The Department has active research programs in Astronomy/Astrophysics, Condensed Matter Physics, High-energy Physics, Nuclear Physics, and Biophysics. Our high-energy physics, particle astrophysics and nuclear physics groups are involved in experiments which recreate the conditions of the early universe and help explain how it has evolved. In providing instruction in classical and modern physics, we cover such areas as mechanics, electricity and magnetism, thermodynamics and statistical mechanics, introductory modern physics, and quantum mechanics.
The Department of Physics & Astronomy is pleased to announce the Faculty Cluster in Computational and Theoretical Physics.
We are excited to welcome Dr. Thomas Iadecola to our department. He received his PhD from Boston University under the supervision of Prof. Claudio Chamon in 2017. He has been a JQI Theoretical Postdoctoral Fellow at the University of Maryland, College Park from 2017 - present. Tom works on a variety of topics in quantum condensed matter theory, with special emphasis on out-of-equilibrium quantum systems and topological states of matter. On the nonequilibrium side, he studies properties of highly-excited many-body states and the surprising phenomena they harbor that challenge deeply ingrained intuition based on quantum statistical mechanics. On the topological side, he focuses on states of matter whose properties cannot be understood within the traditional paradigm of spontaneous symmetry breaking, and which could enable the robust storage and manipulation of quantum information.

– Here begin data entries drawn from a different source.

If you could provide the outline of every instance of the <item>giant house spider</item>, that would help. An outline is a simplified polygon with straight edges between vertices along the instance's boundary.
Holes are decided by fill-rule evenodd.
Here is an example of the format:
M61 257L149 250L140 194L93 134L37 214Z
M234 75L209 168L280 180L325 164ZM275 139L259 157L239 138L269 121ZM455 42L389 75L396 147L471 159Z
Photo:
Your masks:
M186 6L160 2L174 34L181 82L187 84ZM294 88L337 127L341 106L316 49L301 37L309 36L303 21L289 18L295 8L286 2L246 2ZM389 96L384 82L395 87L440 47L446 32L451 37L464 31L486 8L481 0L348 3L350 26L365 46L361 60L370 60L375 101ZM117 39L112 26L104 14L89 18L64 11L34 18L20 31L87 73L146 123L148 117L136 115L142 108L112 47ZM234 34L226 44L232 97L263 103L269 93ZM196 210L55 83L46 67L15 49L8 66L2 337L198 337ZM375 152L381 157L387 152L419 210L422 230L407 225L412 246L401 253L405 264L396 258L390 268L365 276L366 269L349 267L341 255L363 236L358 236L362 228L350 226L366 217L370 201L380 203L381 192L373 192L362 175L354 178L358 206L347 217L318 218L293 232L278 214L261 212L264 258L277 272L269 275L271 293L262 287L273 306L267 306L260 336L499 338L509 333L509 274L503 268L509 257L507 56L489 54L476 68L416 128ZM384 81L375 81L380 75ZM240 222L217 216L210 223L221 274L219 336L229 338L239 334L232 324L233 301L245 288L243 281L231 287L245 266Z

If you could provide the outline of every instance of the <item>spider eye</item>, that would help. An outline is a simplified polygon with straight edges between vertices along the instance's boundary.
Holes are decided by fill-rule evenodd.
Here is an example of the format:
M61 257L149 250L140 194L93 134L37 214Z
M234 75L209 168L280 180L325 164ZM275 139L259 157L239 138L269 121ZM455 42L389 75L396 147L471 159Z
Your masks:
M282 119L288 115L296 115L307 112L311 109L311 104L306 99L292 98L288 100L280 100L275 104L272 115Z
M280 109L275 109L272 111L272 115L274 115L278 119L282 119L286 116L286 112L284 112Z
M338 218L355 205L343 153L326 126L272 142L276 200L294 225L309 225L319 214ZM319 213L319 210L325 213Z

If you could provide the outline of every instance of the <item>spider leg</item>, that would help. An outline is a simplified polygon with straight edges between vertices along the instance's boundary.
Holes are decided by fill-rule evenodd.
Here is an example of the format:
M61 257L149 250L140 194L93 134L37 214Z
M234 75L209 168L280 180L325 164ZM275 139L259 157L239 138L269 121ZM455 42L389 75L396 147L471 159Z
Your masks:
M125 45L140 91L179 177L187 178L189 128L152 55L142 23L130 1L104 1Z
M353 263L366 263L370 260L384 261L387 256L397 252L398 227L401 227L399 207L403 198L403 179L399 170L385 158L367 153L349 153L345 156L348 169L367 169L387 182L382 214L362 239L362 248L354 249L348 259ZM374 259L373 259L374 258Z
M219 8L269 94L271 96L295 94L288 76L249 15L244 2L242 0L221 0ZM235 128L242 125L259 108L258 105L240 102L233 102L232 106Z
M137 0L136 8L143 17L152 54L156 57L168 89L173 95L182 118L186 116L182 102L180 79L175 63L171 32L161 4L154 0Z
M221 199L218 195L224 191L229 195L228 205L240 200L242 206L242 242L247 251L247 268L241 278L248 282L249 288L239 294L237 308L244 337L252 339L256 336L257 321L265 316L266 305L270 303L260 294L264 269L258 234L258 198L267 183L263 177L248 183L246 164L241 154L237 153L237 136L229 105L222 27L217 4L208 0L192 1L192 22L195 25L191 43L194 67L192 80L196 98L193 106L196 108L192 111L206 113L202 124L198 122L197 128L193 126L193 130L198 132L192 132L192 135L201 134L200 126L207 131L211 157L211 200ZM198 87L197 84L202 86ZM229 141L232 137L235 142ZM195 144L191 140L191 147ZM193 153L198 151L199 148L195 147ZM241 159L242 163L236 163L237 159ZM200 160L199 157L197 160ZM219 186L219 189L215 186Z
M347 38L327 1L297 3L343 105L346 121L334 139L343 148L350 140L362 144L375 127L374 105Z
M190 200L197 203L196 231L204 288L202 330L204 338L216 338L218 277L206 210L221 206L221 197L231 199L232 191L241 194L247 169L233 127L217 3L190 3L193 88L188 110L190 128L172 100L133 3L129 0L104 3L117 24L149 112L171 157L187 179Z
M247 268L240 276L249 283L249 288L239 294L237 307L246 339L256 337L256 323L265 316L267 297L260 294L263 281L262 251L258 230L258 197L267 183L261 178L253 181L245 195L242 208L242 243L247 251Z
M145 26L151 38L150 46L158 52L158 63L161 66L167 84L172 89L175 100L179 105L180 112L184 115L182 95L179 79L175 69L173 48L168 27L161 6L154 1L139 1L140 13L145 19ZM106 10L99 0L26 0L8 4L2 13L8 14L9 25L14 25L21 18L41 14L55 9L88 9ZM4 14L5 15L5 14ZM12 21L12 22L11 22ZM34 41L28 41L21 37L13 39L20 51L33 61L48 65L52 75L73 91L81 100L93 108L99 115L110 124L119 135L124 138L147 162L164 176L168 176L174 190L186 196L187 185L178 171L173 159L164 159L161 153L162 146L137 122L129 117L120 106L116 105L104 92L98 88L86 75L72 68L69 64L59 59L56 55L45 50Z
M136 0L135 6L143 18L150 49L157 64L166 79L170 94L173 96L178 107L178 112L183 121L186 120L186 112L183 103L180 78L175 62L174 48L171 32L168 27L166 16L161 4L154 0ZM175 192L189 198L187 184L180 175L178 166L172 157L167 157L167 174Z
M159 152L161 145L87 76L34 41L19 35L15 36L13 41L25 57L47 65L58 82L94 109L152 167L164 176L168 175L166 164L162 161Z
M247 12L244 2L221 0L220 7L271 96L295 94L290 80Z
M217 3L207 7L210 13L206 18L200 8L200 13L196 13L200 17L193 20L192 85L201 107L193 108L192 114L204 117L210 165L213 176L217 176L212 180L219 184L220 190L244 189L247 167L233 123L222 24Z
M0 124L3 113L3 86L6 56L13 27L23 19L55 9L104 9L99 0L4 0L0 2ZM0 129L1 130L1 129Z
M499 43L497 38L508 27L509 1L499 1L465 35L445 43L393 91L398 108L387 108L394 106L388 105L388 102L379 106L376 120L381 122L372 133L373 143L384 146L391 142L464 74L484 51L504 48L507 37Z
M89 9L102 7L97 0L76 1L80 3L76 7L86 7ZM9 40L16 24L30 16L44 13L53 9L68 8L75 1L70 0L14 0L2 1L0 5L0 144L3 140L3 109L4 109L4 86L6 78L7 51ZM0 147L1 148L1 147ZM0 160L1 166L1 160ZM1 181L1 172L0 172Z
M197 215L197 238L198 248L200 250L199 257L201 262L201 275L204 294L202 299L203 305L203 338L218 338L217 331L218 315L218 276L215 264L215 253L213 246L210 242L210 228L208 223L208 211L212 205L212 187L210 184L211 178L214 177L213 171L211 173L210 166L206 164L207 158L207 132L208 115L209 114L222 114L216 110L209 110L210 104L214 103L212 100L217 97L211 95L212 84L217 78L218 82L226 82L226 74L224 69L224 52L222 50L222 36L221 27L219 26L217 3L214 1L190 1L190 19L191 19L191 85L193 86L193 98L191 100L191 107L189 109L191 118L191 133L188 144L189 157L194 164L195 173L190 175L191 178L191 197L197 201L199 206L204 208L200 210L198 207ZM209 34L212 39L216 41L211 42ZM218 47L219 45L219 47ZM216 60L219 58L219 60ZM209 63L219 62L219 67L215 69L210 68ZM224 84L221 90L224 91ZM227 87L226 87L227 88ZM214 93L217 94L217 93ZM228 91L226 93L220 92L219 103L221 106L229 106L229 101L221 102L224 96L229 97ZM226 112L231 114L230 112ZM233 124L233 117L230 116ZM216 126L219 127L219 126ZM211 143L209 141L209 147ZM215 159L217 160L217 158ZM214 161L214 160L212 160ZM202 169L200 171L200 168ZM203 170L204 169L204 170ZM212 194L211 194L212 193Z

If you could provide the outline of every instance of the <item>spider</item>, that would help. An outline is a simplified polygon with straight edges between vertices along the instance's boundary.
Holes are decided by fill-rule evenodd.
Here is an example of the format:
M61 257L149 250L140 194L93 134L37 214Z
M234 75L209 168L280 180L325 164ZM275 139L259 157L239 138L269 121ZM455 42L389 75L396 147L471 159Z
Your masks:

|We are excited to welcome Dr. Srimoyee Sen in our department. She received her PhD from the University of Maryland, College Park under the supervision of Prof. Paulo Bedaque in 2015. She was a postdoctoral research associate at University of Arizona in 2015-2017 and is currently a postdoctoral research associate at the Institute for Nuclear Theory at the University of Washington. Srimoyee is exploring quantum phase transitions in dense QCD. Her research ties together modern ideas of topological phase transitions in condensed matter physics with that of nuclear and particle physics. She has expertise in lattice QCD, effective ﬁeld theory, neutrino and nuclear astrophysics and the QCD phase diagram.|
We are excited to welcome Dr. Jacob Simon to the Physics and Astronomy Department. He received his Ph.D. in Astrophysics at the University of Virginia, Charlottesville under the supervision of Prof. John Hawley in 2010. He then became a Postdoctoral Research Associate at the Joint Institute for Laboratory Astrophysics (JILA) from 2010 to 2013, a NASA Sagan Fellow at the Southwest Research Institute from 2013 to 2016, and he is currently a Senior Research Associate at the University of Colorado, Boulder. Dr. Simon is a computational astrophysicist applying high performance computing techniques to the problems of turbulence and accretion in protoplanetary disks, to understand how the Solar System and planetary systems around other stars form and evolve.